Lord of the Flies Storyboard
The repetition of the idea of a beast that is haunting the boys is extremely important in Lord of the Flies. It is not an actual beast, but it is the idea of the evil and savagery of human nature. As time goes on, the beast within the boys only grows.
The Motif of the Beast
In the beginning, Jack constantly instills the idea of the beast into the boys' minds. He spreads fear between them and causes them to be afraid of the beast. After they kill the pig, he continues to tell them that the beast is still out there.
The biggest misconception in the novel is how the boys thought the parachuter was the beast. As a dead man hangs from a tree, the boys are scared that it is a huge beast figure instead.

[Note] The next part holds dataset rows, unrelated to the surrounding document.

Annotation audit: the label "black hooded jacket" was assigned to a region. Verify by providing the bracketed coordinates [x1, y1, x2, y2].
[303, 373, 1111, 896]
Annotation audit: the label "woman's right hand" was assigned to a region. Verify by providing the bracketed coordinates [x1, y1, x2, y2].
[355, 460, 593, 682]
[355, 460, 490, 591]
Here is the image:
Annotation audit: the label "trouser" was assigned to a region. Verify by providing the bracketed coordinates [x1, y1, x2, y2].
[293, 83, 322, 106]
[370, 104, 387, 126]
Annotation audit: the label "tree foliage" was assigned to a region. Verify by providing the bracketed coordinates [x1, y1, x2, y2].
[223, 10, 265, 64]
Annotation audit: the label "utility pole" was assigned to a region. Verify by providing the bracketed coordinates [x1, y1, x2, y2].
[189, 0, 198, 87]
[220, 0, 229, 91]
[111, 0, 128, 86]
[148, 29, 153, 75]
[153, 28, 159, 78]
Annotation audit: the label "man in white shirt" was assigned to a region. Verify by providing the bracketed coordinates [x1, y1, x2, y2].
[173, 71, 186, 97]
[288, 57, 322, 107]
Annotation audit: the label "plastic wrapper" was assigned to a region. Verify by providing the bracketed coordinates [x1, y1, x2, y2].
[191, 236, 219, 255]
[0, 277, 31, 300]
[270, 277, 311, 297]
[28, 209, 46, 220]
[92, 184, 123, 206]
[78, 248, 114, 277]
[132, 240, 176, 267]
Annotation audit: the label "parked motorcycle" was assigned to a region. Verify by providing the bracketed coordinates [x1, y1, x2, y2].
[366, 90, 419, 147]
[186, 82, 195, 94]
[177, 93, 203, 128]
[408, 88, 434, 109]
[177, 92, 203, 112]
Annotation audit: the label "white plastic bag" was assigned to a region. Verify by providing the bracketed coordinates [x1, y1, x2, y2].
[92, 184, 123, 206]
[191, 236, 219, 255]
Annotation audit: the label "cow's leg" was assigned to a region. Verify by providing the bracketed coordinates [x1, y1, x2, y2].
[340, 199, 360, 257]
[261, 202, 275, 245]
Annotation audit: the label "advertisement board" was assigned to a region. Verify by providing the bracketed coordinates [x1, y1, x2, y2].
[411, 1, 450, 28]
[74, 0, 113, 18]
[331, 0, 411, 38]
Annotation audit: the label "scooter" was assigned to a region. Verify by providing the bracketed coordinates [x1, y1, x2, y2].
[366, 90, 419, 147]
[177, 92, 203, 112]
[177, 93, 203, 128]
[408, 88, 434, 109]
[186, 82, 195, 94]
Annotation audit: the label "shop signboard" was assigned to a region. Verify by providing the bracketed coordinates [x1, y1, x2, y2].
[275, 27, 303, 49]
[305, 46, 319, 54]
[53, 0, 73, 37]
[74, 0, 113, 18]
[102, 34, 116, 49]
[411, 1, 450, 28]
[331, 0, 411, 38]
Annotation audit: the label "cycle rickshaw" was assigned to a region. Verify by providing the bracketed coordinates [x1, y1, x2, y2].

The Lord of the Flies is important because the boys use it as a sacrifice to the beast. The concept has been engraved in their minds so much that they now offer pigs' heads to an imaginary evil.
After Simon finds the dead parachuter, he realizes that the beast does not exist. He attempts to go back to the camp and tell everyone what he has seen and spread good news. However, this is in vain as the boys mistake Simon for the beast and he is killed.
The motif of the beast actually turns out to be the evil inside them and their savage nature. It has led them to a new aspect of life in which human instinct and nature take over the conscience of man. Without societal order, the boys have killed each other without realizing it. It is only after the ship comes to save them that the boys realize that the beast is really them.